1,000 More Animals Per Week Used in UK Labs
Yesterday saw the publication of the government’s annual statistics on the use of animals in scientific procedures. The figures published cover 2011 and show a 3 per cent rise over the previous year and a staggering 40 per cent rise since 2000. In the 2010 coalition agreement, the government claimed it would “work to reduce” numbers of animals used in research, and this looks like another broken promise. In total, 68,000 more animals suffered this year than last – that’s more than 1,000 animals every week – yet the Home Office still has no meaningful strategy to reduce the number of animals being used in research and apparently no clue how to do so.
There are many causes for concern in these figures, but the massive leap in the number of experiments on cats (26 per cent) is a sign that public opinion counts for nothing in regulating experiments. What is particularly disturbing is that the total number of individual cats used has hardly changed at all – that means even more experiments and even longer periods of suffering.

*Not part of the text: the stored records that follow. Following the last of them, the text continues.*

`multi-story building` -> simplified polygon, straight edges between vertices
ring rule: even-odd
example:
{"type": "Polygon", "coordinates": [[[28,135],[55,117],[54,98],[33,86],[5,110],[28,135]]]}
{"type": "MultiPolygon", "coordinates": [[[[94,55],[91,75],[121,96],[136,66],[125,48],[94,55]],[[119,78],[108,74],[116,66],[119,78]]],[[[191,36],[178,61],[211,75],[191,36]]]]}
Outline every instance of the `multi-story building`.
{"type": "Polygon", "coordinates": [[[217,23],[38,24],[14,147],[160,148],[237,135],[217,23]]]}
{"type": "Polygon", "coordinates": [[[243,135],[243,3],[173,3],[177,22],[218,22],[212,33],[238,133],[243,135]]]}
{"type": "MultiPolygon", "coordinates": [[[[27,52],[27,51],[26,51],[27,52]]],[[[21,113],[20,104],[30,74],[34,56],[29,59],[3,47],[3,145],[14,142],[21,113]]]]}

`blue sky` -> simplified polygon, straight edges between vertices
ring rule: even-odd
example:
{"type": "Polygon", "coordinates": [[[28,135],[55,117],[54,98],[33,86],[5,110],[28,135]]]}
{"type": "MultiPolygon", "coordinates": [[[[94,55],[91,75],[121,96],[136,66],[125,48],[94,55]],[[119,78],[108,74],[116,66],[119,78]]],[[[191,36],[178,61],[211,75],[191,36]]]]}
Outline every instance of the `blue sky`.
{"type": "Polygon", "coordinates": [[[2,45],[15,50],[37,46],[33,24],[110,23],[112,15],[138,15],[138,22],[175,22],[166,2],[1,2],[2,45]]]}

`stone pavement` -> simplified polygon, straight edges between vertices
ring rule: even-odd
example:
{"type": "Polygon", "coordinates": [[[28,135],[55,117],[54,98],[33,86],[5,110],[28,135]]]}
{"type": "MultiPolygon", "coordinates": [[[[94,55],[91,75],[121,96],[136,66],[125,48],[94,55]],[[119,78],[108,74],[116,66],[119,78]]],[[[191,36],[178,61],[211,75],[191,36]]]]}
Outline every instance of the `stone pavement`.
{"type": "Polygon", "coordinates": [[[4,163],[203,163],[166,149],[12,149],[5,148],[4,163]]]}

These figures show that the need for an informed public debate has never been greater, but statistics can’t tell us what happened to the cats and other animals, can’t reveal the suffering animals endure in laboratories and can’t uncover the failings of this slipshod, archaic and ineffective approach to science. Right now, a blanket secrecy clause in the legislation keeps members of the public from finding out exactly what kind of misery their taxes are funding and their government is allowing. That has to change: freedom of information rules must apply to all public bodies conducting or regulating animal experiments. The veil over the reality of animal testing must be pulled away now.